2. The insufflator of claim 1, wherein the dual-capacity tube further comprises at least one valve attached to at least one of the pair of tubes, the valve for controlling the flow of insufflation gas.

3. The insufflator of claim 2, wherein the at least one valve is a manual valve.

4. The insufflator of claim 2, wherein the at least one valve operates electrically.

5. An insufflation system comprising: an insufflator having at least two outputs and a delivery assembly for delivering insufflating gas from a pressurized source of insufflation gas to at least one gas delivery path, the delivery path including at least one output, the gas delivery path including at least one multi-capacity tube having a first tube with a first end coupled to the at least one output and at least two second tubes in fluid communication with the first tube, each of the at least two second tubes providing for the communication of insufflating gas between the delivery assembly and laparoscopic equipment that is insertable into a peritoneal cavity; a valve associated with each second tube for controlling the flow of insufflating gas; wherein the first tube and at least a portion of the at least two second tubes of the multi-capacity tube are internal to the insufflator.

6. The insufflation system of claim 5, wherein the at least one valve operates electrically.

7. The insufflation system of claim 5, wherein the at least one valve operates pneumatically.

8. The insufflation system of claim 5, wherein the entire second tube of the multi-capacity tube is internal to the insufflators.

9. The insufflation system of claim 8, further comprising at least two delivery lines, each delivery line including a first end coupled to the second tube of the multi-capacity tube and a second end coupled to the laparoscopic equipment for insertion into a peritoneal cavity.

Description:

This application is a continuation of prior application Ser. No. 10/696,675, filed Oct. 28, 2003, which claims the benefit of U.S. Provisional Application No. 60/421,662, filed Oct. 28, 2002, the entirety of which is incorporated by reference.

FIELD OF THE INVENTION

The present invention relates to the field of surgical instruments, and in particular, relates to the technology and instrumentation used to achieve pneumoperitoneum during laparoscopy and laparoscopic surgery.

BACKGROUND

Surgeons have used laparoscopic surgery to perform a variety of procedures. By manipulating laparoscopes and video telescopes, surgeons gain a visualization of the abdominal cavity while minimizing tissue and muscle injury that normally accompanies conventional invasive procedures. Compared to conventional surgery, laparoscopy reduces patient trauma, decreases patient recovery time, and yields significant cost savings by reducing post-operative care.

The proper hardware and instrumentation are essential to the performance of laparoscopic procedures. To create a sufficient area for the introduction of a laparoscope and other instruments, the abdominal wall is first raised from the organs enclosed in the abdominal cavity. Separation is conventionally attained by pressurizing the abdominal cavity with an insufflation gas. Typically, carbon dioxide or nitrous oxide is used. The presence of artificial gas in the peritoneal cavity to achieve exposure during laparoscopy is referred to as pneumoperitoneum.

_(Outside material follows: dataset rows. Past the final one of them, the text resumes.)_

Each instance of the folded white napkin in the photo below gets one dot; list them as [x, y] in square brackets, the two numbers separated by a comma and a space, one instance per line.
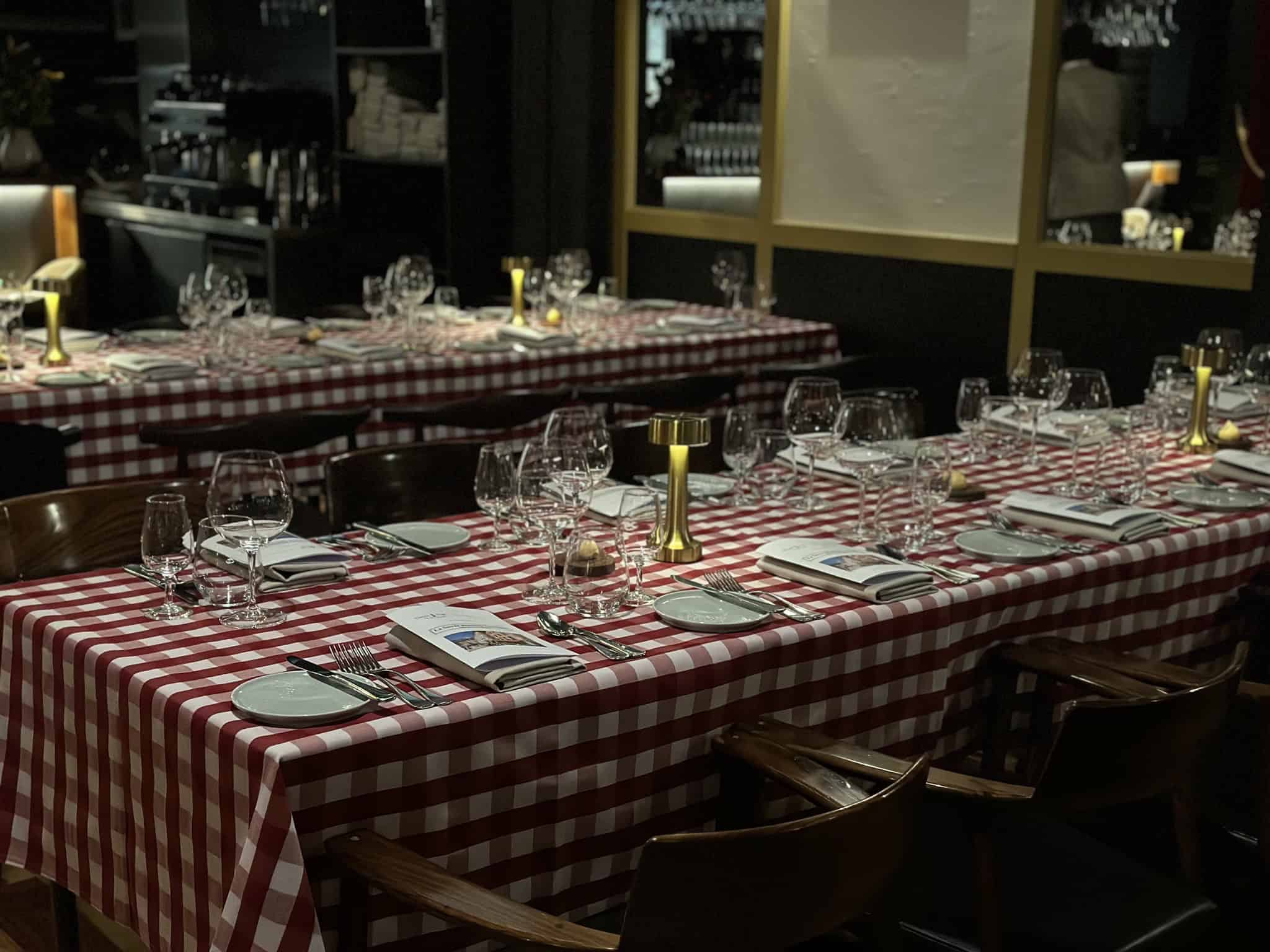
[350, 350]
[533, 337]
[1242, 466]
[153, 368]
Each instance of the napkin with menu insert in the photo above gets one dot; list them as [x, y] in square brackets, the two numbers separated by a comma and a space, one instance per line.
[533, 337]
[1083, 517]
[352, 350]
[149, 367]
[479, 646]
[1242, 466]
[849, 570]
[288, 562]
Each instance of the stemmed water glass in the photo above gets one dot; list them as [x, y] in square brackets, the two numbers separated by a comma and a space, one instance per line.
[553, 490]
[1081, 413]
[251, 500]
[863, 425]
[741, 450]
[969, 413]
[810, 413]
[495, 490]
[1032, 384]
[166, 549]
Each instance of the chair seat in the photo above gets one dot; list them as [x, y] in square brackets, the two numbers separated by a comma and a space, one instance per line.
[1061, 890]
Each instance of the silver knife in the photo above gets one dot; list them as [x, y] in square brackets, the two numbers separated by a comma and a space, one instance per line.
[753, 604]
[394, 539]
[343, 679]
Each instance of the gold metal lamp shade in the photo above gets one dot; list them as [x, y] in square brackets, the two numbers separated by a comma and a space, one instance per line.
[1204, 361]
[677, 432]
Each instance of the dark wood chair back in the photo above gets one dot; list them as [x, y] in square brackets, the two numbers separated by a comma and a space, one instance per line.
[671, 395]
[281, 433]
[492, 412]
[634, 456]
[87, 527]
[395, 484]
[771, 888]
[1110, 752]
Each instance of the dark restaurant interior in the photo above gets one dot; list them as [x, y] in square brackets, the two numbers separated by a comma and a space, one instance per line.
[644, 474]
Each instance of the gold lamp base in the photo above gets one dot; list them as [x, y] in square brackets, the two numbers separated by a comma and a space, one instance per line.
[677, 432]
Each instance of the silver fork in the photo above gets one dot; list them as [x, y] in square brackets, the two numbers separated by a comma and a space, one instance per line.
[726, 582]
[360, 654]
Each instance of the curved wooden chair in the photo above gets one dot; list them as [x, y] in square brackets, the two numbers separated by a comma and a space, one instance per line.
[281, 433]
[686, 392]
[87, 527]
[1039, 883]
[766, 888]
[489, 413]
[397, 484]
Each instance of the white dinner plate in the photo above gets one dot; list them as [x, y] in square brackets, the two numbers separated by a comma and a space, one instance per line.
[1001, 547]
[437, 536]
[696, 611]
[296, 700]
[1220, 499]
[700, 484]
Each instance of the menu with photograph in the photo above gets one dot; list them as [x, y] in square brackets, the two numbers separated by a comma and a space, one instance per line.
[1242, 466]
[1109, 522]
[849, 570]
[479, 646]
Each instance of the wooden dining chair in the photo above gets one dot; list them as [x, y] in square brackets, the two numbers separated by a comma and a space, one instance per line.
[1029, 879]
[487, 413]
[285, 432]
[687, 392]
[768, 888]
[397, 484]
[87, 527]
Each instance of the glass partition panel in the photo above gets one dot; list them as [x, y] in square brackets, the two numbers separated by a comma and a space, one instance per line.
[700, 116]
[1150, 148]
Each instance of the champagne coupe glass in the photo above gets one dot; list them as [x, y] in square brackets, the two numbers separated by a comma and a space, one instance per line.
[863, 425]
[587, 428]
[969, 416]
[810, 413]
[553, 490]
[741, 450]
[495, 490]
[1032, 381]
[1081, 414]
[638, 517]
[251, 500]
[166, 549]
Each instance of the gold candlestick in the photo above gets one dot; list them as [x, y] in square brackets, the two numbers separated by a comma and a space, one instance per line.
[54, 355]
[678, 432]
[516, 266]
[1204, 361]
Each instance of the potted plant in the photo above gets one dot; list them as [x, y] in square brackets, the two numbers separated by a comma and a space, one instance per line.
[25, 100]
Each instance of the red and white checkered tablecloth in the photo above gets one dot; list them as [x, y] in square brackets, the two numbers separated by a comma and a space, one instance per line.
[127, 777]
[110, 415]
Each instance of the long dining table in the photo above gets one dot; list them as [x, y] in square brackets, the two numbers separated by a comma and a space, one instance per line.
[128, 777]
[623, 351]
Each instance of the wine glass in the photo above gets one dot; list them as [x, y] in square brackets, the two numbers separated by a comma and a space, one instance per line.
[729, 273]
[810, 413]
[741, 448]
[553, 489]
[166, 549]
[863, 425]
[251, 500]
[638, 532]
[1032, 382]
[495, 490]
[1082, 413]
[969, 416]
[587, 428]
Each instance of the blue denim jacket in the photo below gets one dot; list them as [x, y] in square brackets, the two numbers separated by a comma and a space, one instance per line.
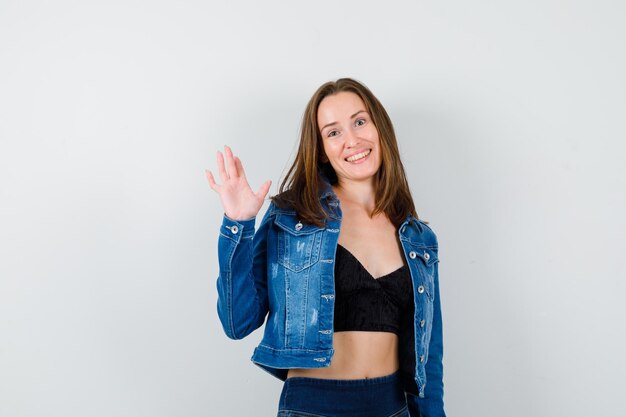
[286, 269]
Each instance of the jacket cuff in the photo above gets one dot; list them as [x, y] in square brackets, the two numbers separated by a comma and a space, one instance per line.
[237, 229]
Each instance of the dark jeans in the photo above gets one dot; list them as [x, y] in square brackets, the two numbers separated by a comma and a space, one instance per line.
[315, 397]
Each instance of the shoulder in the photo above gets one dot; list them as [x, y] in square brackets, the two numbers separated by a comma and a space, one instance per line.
[420, 232]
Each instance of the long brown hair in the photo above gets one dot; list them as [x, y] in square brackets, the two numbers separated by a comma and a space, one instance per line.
[300, 189]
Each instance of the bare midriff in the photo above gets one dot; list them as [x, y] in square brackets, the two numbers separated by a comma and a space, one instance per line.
[358, 355]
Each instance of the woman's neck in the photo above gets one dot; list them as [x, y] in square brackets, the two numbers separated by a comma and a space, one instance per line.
[358, 193]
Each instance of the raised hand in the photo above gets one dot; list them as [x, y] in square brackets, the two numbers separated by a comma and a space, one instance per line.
[238, 199]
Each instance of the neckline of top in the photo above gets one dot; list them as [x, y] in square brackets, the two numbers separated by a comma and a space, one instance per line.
[394, 272]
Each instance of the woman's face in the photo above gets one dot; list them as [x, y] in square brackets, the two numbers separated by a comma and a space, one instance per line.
[349, 137]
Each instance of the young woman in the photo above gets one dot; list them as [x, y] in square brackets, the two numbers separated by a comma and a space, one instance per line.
[340, 265]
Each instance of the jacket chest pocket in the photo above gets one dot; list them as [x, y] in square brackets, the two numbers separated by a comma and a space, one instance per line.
[298, 243]
[425, 258]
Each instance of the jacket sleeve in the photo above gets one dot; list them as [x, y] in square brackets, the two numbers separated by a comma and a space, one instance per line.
[431, 405]
[242, 300]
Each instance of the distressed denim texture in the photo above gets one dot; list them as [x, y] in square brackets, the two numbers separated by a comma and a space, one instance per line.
[283, 276]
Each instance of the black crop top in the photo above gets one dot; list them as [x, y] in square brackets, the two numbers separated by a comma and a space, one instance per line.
[363, 302]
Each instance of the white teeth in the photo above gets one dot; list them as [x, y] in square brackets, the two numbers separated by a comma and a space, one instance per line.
[358, 156]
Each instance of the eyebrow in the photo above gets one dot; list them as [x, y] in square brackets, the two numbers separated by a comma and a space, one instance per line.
[334, 123]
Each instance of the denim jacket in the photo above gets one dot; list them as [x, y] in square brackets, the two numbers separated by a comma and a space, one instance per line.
[286, 269]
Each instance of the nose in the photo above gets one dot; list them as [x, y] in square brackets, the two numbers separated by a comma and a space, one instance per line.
[351, 139]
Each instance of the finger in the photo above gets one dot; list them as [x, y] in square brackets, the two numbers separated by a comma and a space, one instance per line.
[265, 187]
[231, 168]
[239, 166]
[220, 166]
[212, 182]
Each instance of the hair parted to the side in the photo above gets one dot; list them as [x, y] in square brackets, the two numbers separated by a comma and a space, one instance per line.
[301, 187]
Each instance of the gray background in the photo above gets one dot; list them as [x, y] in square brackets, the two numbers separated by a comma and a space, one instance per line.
[510, 117]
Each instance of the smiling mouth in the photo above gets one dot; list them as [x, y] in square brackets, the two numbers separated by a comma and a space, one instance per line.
[358, 156]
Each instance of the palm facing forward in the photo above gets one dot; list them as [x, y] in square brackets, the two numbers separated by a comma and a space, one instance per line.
[236, 195]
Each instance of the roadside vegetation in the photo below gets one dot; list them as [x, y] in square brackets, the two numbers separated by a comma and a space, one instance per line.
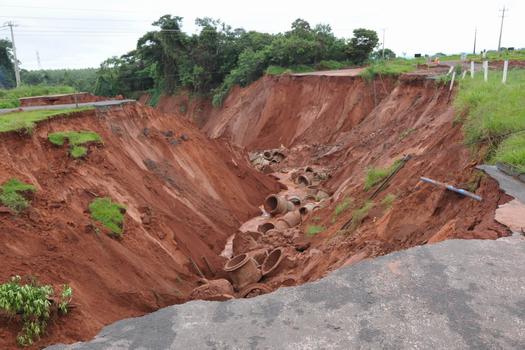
[26, 121]
[9, 97]
[14, 193]
[494, 115]
[32, 303]
[109, 214]
[376, 175]
[78, 140]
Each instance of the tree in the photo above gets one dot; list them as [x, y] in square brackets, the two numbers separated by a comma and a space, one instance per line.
[362, 45]
[7, 69]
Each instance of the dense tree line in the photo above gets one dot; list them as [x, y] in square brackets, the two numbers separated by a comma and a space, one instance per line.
[7, 69]
[218, 57]
[80, 79]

When maintaining pneumoperitoneum, it is desirable on occasion to infuse the insufflation gas into the cavity at a rate typically above 20 liters per minute. Achieving this rate, however, often is difficult. One of the primary limitations in providing higher flows of insufflation gas are the constraints placed upon the insufflation equipment by both common industry practice, efficacy requirements, and guidance documents issued by the United States Food and Drug Administration concerning issues such as push pressures, pressure duration, overshoot, and pressure relief. Insufflators normally are limited to a push pressure of about 45 to 55 millimeters of mercury. This limitation makes it very difficult to infuse insufflation gas at the desired higher flow rates. Furthermore, the equipment associated with laparoscopic procedures, including the use of standard single PVC tubing, sub-micron filters, and standard laparoscopic equipment such as fixed and rotating collar luers, verres needles, and trocars further restrict the infusion rate of the insufflation gas.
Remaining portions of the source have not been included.